1)--1st i login into db500s by using putty, Linux box communicating with putty successfully

2)--2nd i go to this directory "/var/keys" of dm500s by using putty like [email protected] /var/keys 

3)--I am trying this command below, i did not get success till now
cp C:/Documents and Settings/xyz/Desktop/rqcamd.conf [email protected]/var/keys/rqcamd.conf

by using above command i did not success till not, so i need your help, "how i should copy the file from my Windows PC Desktop to DM5oos" 

I have a file rqcamd.conf on my PC Desktop. so i want to transfer by using putty.

Thanks for your replies


----------



## Fjandr (Sep 26, 2012)

Most Linux boxes have an FTP server running. Just dump the file into your home directory using FTP and move it from one location to the other using PuTTY.


----------



## tester222 (Jul 4, 2011)

hi there, i appricate for your fast reply,

please let me know 
1)-How to DUMP the file into Home Directory using FTP ?
2)-How to move it from one location to other ?

Do i have to use any COMMANDS to do this process.

Thanks & waiting for your help.


----------



## Fjandr (Sep 26, 2012)

Open an FTP client, connect to the server, and log in with your username and password.
Upload the file.
Connect via PuTTY.
Use the cp command to move the file.


----------



## tester222 (Jul 4, 2011)

hi there,
1)-what is FTP Client, is this a software i have to download on my PC ?
2)-where do i have to upload the file ?
3)-I know how to connect to my LINUX BOX via PUTTY.
4)-I don't know proper command to copy from PC to LINUX BOX ?

I am not having a programming backgroung, i just want to copy file from PC to LINUX BOX.

so if you let me know little more detail that will be graet.

Thanks for your help.


----------



## Fjandr (Sep 26, 2012)

Yes, an FTP client is software.

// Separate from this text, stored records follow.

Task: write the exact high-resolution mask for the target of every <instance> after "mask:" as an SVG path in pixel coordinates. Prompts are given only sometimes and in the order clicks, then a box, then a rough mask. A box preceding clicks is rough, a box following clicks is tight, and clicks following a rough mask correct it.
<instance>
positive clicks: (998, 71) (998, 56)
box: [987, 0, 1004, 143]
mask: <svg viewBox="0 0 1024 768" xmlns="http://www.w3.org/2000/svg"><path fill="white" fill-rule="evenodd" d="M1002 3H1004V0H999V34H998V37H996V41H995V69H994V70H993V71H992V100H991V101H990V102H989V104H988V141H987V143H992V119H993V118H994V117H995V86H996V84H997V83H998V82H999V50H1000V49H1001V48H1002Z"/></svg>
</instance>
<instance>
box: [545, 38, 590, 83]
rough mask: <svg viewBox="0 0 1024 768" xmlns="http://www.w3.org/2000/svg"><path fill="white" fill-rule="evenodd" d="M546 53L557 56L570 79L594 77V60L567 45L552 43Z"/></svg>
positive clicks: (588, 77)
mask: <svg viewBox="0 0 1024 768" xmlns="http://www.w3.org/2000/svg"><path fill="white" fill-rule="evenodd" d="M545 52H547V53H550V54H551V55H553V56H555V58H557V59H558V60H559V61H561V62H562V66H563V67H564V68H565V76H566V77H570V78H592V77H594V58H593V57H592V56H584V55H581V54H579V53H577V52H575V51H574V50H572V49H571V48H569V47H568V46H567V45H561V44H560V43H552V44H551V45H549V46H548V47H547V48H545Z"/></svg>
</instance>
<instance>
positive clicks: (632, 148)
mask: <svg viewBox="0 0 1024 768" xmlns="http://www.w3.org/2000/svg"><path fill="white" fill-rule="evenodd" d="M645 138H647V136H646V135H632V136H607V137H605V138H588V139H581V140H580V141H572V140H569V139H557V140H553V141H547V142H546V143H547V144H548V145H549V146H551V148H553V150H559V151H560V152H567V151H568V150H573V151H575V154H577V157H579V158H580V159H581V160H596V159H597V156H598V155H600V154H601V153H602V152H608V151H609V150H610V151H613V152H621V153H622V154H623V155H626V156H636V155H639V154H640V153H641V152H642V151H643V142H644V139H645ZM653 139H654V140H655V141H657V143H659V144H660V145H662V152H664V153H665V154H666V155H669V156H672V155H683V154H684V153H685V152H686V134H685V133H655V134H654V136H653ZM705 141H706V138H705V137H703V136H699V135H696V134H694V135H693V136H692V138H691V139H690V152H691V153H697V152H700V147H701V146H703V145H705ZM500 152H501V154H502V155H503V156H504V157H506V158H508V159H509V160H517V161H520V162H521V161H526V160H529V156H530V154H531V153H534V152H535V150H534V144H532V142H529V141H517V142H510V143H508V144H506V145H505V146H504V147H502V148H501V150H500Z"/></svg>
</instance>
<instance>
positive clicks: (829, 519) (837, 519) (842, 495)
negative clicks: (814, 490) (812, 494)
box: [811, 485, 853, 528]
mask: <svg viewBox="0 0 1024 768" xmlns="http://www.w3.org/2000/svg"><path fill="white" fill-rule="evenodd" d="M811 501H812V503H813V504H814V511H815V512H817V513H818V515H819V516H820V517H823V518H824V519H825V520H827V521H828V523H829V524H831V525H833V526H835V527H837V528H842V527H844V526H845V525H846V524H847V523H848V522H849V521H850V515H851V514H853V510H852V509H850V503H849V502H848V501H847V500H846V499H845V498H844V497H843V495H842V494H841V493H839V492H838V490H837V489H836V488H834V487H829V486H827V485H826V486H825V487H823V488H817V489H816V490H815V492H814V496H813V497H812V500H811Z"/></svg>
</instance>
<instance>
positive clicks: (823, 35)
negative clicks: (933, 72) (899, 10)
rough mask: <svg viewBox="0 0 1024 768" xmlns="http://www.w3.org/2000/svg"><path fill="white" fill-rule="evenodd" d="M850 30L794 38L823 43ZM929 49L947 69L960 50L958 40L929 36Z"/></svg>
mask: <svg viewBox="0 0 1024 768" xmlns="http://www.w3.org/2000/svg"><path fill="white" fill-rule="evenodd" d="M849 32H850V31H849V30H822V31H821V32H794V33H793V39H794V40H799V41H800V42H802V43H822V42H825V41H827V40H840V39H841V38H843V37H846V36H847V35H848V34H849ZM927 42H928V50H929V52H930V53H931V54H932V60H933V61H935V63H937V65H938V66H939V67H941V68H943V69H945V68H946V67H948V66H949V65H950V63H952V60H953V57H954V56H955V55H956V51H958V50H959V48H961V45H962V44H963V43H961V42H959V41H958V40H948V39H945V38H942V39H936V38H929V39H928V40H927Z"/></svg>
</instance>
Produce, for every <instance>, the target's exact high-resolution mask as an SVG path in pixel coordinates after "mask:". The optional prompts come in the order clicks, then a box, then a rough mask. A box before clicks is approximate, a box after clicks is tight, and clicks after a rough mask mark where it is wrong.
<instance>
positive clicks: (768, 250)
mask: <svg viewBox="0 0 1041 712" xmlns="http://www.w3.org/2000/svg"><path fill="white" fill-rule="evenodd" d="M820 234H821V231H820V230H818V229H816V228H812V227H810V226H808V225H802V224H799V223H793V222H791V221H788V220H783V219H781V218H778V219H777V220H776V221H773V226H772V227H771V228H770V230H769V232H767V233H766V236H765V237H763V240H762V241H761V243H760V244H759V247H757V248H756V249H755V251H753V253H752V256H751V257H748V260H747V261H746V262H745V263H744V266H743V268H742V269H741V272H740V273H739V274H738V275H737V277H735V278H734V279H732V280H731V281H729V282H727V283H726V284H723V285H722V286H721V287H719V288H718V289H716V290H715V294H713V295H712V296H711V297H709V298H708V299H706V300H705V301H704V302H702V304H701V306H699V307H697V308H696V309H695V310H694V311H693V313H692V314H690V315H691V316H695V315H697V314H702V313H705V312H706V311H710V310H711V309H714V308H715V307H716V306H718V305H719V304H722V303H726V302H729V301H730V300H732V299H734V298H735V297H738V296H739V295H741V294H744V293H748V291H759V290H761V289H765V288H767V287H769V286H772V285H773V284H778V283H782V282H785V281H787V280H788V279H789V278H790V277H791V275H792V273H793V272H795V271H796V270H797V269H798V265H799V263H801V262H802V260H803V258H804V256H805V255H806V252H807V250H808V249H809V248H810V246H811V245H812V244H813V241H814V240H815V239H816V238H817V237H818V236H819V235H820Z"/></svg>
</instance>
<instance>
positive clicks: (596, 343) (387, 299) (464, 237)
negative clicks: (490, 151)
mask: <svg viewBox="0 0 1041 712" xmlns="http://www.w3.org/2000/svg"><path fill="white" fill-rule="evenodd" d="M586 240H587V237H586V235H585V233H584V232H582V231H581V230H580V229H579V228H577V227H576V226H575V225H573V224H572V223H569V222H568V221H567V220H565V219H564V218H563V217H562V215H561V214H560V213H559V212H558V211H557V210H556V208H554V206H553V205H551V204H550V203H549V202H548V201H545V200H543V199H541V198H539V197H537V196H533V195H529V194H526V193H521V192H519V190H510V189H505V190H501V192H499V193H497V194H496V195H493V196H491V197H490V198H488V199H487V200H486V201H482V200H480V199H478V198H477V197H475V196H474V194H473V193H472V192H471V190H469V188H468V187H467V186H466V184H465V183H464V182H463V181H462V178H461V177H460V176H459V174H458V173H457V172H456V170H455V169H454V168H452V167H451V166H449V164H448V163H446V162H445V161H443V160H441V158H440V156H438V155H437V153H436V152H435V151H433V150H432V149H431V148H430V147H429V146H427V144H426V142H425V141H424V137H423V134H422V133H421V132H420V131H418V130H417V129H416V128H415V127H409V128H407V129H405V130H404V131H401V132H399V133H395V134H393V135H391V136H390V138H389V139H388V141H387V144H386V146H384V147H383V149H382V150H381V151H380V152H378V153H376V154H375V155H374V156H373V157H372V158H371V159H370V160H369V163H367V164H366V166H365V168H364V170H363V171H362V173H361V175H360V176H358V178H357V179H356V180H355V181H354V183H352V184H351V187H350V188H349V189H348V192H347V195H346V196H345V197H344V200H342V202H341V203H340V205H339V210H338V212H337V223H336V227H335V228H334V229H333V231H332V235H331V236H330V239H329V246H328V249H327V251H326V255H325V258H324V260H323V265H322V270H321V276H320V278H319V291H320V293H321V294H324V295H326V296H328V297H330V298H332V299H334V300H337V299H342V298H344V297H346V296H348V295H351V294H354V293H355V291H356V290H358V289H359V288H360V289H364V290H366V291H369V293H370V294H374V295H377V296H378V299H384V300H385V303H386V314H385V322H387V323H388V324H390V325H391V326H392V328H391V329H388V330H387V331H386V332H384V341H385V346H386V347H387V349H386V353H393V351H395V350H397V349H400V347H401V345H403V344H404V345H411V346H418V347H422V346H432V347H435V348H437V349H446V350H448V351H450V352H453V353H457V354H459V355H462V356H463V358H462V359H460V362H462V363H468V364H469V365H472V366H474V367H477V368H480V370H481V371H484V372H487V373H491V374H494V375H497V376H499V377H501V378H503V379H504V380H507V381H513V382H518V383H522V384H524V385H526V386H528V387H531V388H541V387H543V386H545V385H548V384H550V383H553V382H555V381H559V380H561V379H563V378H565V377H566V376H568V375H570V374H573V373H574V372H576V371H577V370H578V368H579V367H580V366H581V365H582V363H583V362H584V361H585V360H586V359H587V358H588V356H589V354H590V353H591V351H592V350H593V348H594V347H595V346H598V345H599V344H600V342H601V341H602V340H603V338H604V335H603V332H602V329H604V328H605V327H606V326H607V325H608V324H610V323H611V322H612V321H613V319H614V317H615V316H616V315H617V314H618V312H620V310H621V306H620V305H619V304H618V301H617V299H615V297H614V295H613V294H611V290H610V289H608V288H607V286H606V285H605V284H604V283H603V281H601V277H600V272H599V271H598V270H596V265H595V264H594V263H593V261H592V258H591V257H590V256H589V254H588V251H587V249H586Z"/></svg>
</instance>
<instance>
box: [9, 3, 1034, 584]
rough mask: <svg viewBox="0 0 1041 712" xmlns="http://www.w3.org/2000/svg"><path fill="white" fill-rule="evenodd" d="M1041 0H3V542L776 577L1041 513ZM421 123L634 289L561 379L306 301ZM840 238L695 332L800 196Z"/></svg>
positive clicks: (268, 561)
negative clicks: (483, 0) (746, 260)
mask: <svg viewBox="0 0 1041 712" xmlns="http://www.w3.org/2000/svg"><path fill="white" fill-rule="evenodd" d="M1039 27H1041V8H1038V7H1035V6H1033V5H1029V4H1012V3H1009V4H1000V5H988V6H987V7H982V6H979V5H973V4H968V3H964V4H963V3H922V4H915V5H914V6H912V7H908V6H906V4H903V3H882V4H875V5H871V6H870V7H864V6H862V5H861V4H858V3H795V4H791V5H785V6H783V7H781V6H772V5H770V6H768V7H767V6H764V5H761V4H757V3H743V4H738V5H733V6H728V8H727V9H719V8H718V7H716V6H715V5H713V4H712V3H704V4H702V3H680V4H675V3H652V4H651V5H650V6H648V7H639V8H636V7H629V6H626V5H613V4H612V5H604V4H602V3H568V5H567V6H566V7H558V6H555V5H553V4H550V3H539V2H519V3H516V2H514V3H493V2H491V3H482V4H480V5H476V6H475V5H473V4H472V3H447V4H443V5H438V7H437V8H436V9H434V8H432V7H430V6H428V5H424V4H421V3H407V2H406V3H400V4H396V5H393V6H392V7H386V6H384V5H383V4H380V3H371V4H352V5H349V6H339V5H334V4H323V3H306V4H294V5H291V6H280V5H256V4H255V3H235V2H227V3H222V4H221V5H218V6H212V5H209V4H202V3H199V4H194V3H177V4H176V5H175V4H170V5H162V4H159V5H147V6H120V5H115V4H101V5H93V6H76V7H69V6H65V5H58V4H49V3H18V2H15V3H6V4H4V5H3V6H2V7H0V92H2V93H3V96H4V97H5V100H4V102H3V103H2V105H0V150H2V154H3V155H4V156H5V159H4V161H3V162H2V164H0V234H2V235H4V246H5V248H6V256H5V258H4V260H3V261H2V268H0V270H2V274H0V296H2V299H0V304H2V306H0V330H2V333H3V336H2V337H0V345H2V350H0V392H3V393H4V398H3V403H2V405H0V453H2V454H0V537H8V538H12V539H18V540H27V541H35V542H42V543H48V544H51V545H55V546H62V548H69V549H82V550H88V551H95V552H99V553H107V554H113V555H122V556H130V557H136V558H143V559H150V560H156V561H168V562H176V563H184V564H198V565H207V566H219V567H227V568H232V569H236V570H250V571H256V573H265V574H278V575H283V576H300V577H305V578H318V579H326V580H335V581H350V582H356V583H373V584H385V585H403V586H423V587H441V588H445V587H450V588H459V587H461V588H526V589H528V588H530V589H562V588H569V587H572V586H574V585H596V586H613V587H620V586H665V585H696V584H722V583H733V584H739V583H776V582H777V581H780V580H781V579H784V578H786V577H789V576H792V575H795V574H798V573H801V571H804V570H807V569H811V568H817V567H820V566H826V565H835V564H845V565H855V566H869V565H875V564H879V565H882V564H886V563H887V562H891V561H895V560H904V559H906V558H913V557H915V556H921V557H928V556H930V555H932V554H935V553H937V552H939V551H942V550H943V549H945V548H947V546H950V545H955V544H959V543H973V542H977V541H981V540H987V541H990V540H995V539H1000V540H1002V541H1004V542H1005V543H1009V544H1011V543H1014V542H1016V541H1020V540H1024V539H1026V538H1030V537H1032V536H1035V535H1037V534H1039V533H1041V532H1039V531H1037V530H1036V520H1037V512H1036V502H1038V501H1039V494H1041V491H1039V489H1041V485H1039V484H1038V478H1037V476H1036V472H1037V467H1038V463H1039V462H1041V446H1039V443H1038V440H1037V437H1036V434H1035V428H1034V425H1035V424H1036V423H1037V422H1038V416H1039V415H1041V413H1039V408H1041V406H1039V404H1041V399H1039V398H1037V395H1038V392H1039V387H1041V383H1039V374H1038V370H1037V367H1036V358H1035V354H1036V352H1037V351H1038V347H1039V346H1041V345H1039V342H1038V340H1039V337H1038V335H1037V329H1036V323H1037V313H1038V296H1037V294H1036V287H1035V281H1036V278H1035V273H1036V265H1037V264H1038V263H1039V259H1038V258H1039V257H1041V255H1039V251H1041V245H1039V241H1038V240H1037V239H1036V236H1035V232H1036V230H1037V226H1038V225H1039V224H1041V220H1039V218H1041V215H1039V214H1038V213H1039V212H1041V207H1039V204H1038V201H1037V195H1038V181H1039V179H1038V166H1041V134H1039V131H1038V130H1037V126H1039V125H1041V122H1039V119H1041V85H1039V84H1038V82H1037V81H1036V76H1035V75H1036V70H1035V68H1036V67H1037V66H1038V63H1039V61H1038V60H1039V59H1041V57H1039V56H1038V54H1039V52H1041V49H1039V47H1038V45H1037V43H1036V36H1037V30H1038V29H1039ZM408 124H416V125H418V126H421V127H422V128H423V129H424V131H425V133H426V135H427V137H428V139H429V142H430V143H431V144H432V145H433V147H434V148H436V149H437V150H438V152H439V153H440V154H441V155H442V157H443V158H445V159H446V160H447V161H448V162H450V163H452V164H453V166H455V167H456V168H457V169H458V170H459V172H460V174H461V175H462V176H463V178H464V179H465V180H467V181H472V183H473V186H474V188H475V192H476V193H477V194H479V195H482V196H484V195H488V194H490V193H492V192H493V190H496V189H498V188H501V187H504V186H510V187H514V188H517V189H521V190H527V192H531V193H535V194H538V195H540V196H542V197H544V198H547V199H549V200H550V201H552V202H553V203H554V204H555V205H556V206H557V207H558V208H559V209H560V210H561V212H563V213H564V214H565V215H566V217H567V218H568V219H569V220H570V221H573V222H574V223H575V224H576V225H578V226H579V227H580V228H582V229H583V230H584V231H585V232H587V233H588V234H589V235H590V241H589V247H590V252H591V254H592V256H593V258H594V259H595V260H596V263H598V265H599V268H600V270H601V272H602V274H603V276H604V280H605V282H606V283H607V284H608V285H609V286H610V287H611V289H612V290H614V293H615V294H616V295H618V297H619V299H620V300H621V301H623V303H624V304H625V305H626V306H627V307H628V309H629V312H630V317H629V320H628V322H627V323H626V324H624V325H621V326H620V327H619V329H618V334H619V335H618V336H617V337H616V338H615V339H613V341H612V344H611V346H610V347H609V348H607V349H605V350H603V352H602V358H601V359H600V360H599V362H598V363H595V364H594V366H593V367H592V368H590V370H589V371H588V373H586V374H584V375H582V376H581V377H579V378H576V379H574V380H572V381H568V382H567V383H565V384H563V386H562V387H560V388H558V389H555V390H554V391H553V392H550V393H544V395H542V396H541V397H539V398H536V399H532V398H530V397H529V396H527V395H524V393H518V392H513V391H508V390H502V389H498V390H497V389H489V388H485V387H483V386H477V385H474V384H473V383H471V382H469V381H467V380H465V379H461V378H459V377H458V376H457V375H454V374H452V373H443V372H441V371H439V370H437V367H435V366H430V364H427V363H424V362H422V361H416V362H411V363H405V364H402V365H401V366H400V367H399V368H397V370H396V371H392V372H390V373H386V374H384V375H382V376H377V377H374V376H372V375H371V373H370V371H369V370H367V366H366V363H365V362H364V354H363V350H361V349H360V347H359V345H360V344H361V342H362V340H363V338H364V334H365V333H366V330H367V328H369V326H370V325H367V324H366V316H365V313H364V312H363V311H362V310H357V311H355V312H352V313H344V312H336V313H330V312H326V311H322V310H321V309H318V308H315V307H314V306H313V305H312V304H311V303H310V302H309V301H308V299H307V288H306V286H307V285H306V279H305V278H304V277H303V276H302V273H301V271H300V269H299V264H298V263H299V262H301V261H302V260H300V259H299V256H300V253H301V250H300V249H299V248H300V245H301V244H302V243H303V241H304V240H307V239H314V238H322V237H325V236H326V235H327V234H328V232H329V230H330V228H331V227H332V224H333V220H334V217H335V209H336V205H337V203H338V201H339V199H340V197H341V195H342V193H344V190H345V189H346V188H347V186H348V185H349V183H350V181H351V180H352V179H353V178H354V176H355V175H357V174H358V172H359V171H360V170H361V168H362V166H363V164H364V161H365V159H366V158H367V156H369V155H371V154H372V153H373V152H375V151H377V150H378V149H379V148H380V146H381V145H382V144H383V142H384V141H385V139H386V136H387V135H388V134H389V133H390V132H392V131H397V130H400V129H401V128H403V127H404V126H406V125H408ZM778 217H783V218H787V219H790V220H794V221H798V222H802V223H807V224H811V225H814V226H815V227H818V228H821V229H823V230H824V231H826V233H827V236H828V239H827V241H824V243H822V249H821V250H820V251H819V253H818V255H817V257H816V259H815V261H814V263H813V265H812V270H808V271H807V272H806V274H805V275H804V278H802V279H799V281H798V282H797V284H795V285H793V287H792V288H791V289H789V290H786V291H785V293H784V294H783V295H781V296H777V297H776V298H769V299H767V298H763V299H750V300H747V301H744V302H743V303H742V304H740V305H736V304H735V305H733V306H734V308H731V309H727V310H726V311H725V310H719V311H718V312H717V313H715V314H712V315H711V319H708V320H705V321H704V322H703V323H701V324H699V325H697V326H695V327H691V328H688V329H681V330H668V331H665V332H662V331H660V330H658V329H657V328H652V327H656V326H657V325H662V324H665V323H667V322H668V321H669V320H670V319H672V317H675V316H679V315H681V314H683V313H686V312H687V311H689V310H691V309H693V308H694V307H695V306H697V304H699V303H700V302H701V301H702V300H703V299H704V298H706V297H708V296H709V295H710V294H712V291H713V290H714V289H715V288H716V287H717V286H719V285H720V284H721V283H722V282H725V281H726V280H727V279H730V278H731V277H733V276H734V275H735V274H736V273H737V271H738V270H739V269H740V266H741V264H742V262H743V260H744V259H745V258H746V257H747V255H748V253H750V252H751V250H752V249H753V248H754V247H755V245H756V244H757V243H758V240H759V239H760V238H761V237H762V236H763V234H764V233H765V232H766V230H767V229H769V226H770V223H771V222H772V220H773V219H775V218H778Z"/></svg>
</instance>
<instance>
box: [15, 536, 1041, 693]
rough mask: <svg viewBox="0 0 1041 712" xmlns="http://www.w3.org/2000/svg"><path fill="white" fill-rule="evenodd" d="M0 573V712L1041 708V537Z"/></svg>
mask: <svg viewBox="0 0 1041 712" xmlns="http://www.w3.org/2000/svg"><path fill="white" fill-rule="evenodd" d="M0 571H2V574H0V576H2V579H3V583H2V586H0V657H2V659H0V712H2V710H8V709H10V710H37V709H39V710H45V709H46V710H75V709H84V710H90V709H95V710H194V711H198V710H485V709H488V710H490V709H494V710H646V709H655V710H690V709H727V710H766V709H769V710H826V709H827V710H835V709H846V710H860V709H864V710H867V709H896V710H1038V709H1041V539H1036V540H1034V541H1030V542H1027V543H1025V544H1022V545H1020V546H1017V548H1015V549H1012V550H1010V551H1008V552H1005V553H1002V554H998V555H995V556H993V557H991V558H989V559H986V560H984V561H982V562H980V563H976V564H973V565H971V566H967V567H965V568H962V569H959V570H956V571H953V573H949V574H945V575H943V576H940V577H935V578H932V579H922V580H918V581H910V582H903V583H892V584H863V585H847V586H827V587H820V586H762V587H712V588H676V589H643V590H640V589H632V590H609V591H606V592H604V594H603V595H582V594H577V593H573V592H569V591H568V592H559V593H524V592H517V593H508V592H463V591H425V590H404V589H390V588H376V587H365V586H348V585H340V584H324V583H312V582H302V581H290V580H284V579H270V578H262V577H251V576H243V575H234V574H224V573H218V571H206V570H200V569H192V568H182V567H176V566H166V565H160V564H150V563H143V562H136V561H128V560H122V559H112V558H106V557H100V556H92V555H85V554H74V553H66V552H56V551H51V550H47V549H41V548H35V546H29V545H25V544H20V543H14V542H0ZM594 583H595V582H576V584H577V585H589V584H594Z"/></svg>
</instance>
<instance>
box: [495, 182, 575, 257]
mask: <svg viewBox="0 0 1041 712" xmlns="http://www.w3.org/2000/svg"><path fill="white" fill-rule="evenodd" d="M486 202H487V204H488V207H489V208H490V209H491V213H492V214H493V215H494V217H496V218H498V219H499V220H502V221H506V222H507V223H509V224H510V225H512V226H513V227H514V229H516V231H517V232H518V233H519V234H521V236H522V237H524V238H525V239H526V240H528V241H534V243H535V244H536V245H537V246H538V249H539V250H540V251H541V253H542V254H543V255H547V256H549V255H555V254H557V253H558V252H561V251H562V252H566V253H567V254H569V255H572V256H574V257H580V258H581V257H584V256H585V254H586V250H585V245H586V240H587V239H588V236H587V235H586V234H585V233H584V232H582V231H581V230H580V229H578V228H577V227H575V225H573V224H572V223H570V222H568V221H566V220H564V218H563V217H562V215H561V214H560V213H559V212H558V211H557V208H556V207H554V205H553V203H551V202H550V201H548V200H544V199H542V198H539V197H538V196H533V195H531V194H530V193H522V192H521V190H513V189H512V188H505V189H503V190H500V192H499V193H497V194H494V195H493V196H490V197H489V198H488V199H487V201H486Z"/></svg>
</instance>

One such program would be Filezilla.
Upload the file anywhere, so long as you note to which directory it was uploaded.
Using this method, you are not using PuTTY to copy the file, you are using it to move from one location on the Linux box to your target location.

This isn't programming, it's basic computer use.

Download and install Filezilla. Connect via FTP to your Linux box, using your username and password.
In the left window, navigate to where the file is.
Double-click the file.
Pay attention to the directory path in the right window, which is where it will be uploaded.
Connect via PuTTY.
Type "cd /path/to/file/from/Filezilla"
Type "cp uploaded.file /path/to/target/location"
Now you're done.


----------



## tester222 (Jul 4, 2011)

hi there, i appricate for your detail help, i will give a try to this instructions.

Thanks


----------